L’AIEA indique que de l’eau est disponible dans le grand bassin de refroidissement situé à côté de la centrale et dont le niveau d’eau est maintenu, par conception, au-dessus de celui du réservoir. Il pourrait fournir des capacités de refroidissement pendant quelques mois (estimation que l’AIEA tente de confirmer). L’AIEA note : «il est donc vital que ce bassin de refroidissement reste intact. Rien ne doit être fait pour potentiellement porter atteinte à son intégrité».

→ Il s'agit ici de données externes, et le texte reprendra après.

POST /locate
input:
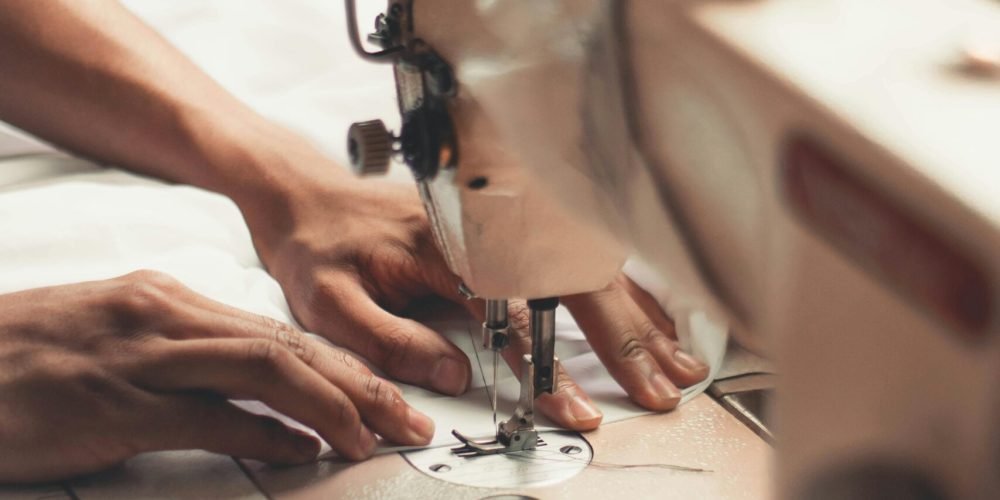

En cas d’impossibilité totale de refroidissement des réacteurs, la fusion du cœur du réacteur arrêté le plus tardivement pourrait intervenir au bout d’une dizaine de jours.
La poursuite du conflit rogne en permanence les marges de sûreté et augmente les risques d’accident grave. Malgré les efforts déployés depuis des mois par son directeur général, l’AIEA n’est pas parvenue à obtenir la «sanctuarisation» de la centrale de Zaporijia. Ce constat d’impuissance, et le fait qu’aucune centrale nucléaire n’est conçue pour fonctionner avec un niveau de sûreté acceptable en temps de guerre, devraient conduire l’ensemble des pays à revoir les évaluations de sûreté des installations nucléaires et à reconsidérer les politiques de développement de l’énergie nucléaire.